Старикашка в это время торчал на посту у спуска, но Смит был в пещере. Он как раз вертел ручку генератора, и все время, пока гусак произносил свою речь, он вертел ее, словно гусака и не было на свете. Только лицо у него налилось кровью по самую макушку. А Егорычеву так и не удалось послушать сводку. Он сказал, что, конечно, надо было ему еще накануне вечером договориться об этом с гусаком, но что гусак завалился вчера спать так спешно, что он, Егорычев, не успел с ним об этом потолковать, а будить его на ночь глядя он не хотел. Тогда гусак ужасно победоносно глянул сначала на Егорычева, потом на меня и Смита и нарочно, я убежден, что нарочно, снова улегся и даже захрапел, лишь бы поставить на своем. А Егорычев сказал Смиту, что ничего не поделаешь и придется послушать сводку Информбюро как-нибудь в такое время, когда это позволят нервы мистера Цератода, и они вышли из пещеры погулять. А гусак сразу после этого как ни в чем не бывало встал со своей койки и стал мне жаловаться на Егорычева. Ох, уж эта мне политика! Я сказал, что у меня от его крика разболелась голова и тоже поспешил на лужайку, потому что мне было интересно, о чем будут между собой толковать Егорычев со Смитом. Я сделал, конечно, вид, что ничего особенного не подозреваю, и присоединился к ним, как будто мне скучно одному. А Егорычев сказал, что мне совершенно незачем тратить зря время на слушание их болтовни, потому что это мне, скорее всего, не будет интересно, и что я только зря время потеряю. А если мистеру Фламмери действительно интересно узнать, о чем у него с мистером Смитом идет сейчас разговор, то я могу смело и без риска ошибиться сказать мистеру Фламмери, что разговор шел о том, что у них, в Советской России, дети кочегаров учатся в высших учебных заведениях и что из них получаются не худшие врачи, инженеры, юристы, ученые и государственные деятели, чем из детей любых других советских граждан.
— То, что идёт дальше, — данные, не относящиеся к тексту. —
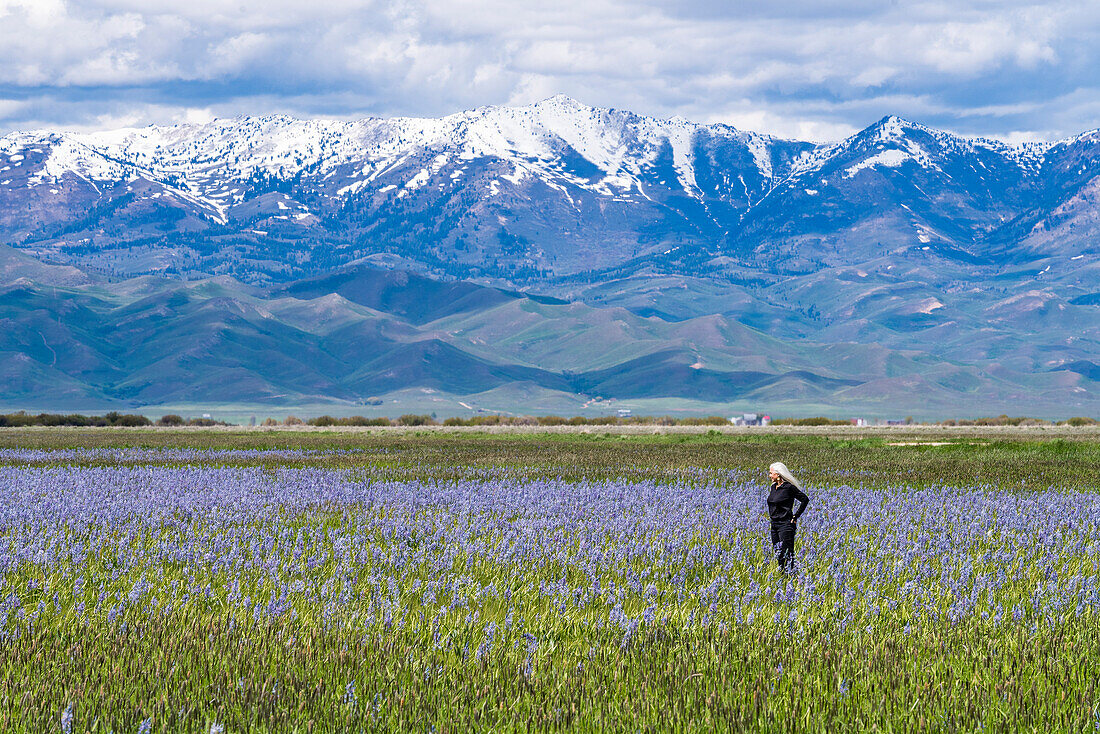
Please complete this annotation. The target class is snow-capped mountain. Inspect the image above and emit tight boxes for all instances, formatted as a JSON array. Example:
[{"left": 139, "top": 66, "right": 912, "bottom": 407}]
[{"left": 0, "top": 97, "right": 1100, "bottom": 284}]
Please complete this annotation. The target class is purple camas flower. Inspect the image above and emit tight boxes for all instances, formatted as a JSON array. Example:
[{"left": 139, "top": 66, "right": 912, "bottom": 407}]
[{"left": 0, "top": 459, "right": 1100, "bottom": 655}]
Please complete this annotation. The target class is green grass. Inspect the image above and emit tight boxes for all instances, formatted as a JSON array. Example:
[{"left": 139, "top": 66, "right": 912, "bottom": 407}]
[
  {"left": 0, "top": 428, "right": 1100, "bottom": 490},
  {"left": 0, "top": 429, "right": 1100, "bottom": 733}
]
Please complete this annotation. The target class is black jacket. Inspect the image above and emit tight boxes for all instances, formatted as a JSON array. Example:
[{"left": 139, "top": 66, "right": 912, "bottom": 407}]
[{"left": 768, "top": 481, "right": 810, "bottom": 523}]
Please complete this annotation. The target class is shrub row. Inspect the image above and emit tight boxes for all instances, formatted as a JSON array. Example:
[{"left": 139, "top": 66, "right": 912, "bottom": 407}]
[{"left": 0, "top": 410, "right": 153, "bottom": 428}]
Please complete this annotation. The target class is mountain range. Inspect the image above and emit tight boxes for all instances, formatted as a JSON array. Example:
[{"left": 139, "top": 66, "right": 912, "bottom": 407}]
[{"left": 0, "top": 97, "right": 1100, "bottom": 415}]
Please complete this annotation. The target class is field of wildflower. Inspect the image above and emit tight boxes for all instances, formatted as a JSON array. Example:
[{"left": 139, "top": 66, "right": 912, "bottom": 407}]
[{"left": 0, "top": 429, "right": 1100, "bottom": 733}]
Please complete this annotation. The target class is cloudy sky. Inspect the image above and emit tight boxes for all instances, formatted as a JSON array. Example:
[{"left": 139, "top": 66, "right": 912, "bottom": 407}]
[{"left": 0, "top": 0, "right": 1100, "bottom": 141}]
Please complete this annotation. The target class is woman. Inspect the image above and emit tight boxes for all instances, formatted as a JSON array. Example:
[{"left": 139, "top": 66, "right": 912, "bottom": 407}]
[{"left": 768, "top": 461, "right": 810, "bottom": 573}]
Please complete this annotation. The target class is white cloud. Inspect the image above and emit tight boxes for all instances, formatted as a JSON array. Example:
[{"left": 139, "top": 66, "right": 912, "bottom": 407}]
[{"left": 0, "top": 0, "right": 1100, "bottom": 139}]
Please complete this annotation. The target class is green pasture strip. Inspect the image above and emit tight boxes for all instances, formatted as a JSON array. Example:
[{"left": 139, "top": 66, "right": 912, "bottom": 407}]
[{"left": 0, "top": 428, "right": 1100, "bottom": 490}]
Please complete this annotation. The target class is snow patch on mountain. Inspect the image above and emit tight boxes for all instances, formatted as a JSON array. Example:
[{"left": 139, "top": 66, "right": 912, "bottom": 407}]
[{"left": 844, "top": 150, "right": 914, "bottom": 178}]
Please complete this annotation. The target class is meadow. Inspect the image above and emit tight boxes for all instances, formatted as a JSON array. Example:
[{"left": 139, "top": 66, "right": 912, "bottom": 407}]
[{"left": 0, "top": 429, "right": 1100, "bottom": 733}]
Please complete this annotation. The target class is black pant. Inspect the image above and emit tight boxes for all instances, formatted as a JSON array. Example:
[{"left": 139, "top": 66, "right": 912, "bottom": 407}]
[{"left": 771, "top": 522, "right": 794, "bottom": 573}]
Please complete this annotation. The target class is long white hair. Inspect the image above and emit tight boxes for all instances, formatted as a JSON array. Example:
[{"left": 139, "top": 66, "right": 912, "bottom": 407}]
[{"left": 768, "top": 461, "right": 802, "bottom": 490}]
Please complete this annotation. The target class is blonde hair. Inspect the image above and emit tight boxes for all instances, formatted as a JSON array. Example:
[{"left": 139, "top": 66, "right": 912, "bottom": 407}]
[{"left": 768, "top": 461, "right": 802, "bottom": 490}]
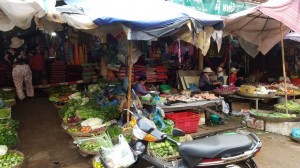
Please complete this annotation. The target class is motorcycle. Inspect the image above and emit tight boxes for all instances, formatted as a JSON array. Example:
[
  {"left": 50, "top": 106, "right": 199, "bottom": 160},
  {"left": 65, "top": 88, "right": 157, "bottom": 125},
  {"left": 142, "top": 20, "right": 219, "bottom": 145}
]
[
  {"left": 99, "top": 94, "right": 262, "bottom": 168},
  {"left": 120, "top": 99, "right": 262, "bottom": 168}
]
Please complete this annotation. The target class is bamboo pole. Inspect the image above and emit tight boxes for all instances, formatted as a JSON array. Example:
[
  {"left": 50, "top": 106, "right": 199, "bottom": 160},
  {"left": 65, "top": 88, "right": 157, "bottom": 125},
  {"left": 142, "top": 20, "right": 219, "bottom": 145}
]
[
  {"left": 280, "top": 22, "right": 288, "bottom": 114},
  {"left": 126, "top": 41, "right": 133, "bottom": 123}
]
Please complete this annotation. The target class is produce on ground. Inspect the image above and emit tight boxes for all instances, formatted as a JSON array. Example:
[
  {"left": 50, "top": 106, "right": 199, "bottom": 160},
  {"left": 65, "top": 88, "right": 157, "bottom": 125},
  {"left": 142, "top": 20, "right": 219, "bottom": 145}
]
[
  {"left": 0, "top": 151, "right": 24, "bottom": 168},
  {"left": 93, "top": 156, "right": 104, "bottom": 168},
  {"left": 79, "top": 141, "right": 101, "bottom": 152},
  {"left": 0, "top": 127, "right": 18, "bottom": 147},
  {"left": 0, "top": 107, "right": 11, "bottom": 119},
  {"left": 276, "top": 100, "right": 300, "bottom": 113},
  {"left": 250, "top": 110, "right": 296, "bottom": 118},
  {"left": 0, "top": 90, "right": 15, "bottom": 100}
]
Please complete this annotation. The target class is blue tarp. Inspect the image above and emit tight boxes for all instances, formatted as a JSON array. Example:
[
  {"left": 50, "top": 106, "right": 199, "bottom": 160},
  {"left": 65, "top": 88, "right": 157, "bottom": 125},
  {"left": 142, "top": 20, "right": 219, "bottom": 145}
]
[{"left": 59, "top": 0, "right": 224, "bottom": 40}]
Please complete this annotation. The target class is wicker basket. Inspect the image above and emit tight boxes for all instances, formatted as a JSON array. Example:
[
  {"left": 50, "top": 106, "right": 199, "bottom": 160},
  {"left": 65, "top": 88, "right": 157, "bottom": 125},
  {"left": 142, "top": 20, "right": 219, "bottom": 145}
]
[
  {"left": 148, "top": 148, "right": 180, "bottom": 162},
  {"left": 237, "top": 91, "right": 276, "bottom": 98},
  {"left": 274, "top": 104, "right": 300, "bottom": 114},
  {"left": 276, "top": 92, "right": 300, "bottom": 96},
  {"left": 8, "top": 150, "right": 25, "bottom": 168},
  {"left": 67, "top": 126, "right": 107, "bottom": 137},
  {"left": 4, "top": 100, "right": 16, "bottom": 107},
  {"left": 78, "top": 139, "right": 99, "bottom": 155},
  {"left": 250, "top": 111, "right": 300, "bottom": 122},
  {"left": 290, "top": 135, "right": 300, "bottom": 143}
]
Мне, конечно, было неудобно сразу после таких слов отстать от их недружелюбной компании, и я еще некоторое время с ними походил, и мне пришлось выслушать довольно оживленный обмен мнениями между Егорычевым и Смитом, который невозмутимо смотрел прямо сквозь меня, словно меня не существовало в природе. Этот кочегаришка спросил, а как же учиться детям кочегара, на какие средства им жить во время учения и из каких денег платить за учение. Егорычев что-то такое начал разъяснять ему про государственные стипендии, мне стало скучно, и я ушел, потому что о том, что в Советской России любой парень или девушка могут учиться с помощью государства, в Штатах не напечатает ни строчки ни одна уважающая себя солидная газета и на такой информации не заработаешь и ломаного цента. Я тихонечко отошел в сторонку.